Comparison to other keyboard input systems
Comparisons have been made, between Dvorak, Colemak, QWERTY, and other keyboard input systems, namely stenotype or its electronic implementations. However, stenotype is a fundamentally different system, which relies on Phonetics and simultaneous key presses or chords.Although stenography has long been known as a faster and more accurate typing system, adoption has been limited, likely due to the historically high cost of equipment, steeper initial learning curve, and low awareness of the benefits within primary education and in the general public.

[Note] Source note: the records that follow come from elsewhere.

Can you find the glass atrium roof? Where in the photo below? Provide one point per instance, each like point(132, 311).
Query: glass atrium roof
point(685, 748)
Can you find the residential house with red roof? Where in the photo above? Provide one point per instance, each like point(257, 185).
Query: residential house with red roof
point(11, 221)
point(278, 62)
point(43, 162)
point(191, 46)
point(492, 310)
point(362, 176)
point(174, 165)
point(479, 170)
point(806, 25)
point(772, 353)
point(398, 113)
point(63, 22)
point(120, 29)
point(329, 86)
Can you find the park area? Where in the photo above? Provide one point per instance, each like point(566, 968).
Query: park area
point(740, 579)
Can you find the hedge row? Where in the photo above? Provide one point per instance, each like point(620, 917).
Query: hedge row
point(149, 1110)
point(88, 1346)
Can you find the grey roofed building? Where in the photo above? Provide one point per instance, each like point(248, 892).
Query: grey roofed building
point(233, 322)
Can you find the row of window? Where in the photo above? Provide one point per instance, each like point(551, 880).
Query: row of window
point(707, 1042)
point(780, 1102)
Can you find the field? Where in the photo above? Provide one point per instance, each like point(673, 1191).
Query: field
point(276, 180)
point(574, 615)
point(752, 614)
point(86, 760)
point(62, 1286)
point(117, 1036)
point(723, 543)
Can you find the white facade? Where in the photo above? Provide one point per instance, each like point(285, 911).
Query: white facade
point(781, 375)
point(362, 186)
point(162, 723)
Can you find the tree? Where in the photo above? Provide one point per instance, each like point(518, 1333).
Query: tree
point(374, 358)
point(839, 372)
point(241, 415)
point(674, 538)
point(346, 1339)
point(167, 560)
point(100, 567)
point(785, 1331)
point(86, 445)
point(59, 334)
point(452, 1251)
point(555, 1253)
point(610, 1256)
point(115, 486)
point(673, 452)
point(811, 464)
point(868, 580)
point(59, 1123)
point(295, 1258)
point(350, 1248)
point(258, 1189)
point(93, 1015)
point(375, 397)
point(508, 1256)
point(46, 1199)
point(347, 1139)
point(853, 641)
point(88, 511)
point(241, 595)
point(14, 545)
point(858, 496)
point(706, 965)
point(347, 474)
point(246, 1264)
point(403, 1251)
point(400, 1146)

The first typed shorthand machines appeared around 1830, with English versions gaining popularity in the early 1900s. Traditionally, stenotype output required interpretation back to longhand by a trained professional, comparable to reading Gregg shorthand, which was very much in vogue at the time and taught publicly until the 1980s. Gregg shorthand also did not require much more than training and a pen, however machines gradually gained traction in the courtroom. Modern electronic stenotype machines or programs such as Plover Steno, output to written language, which provides an experience similar to other keyboard setups that immediately produce legible work.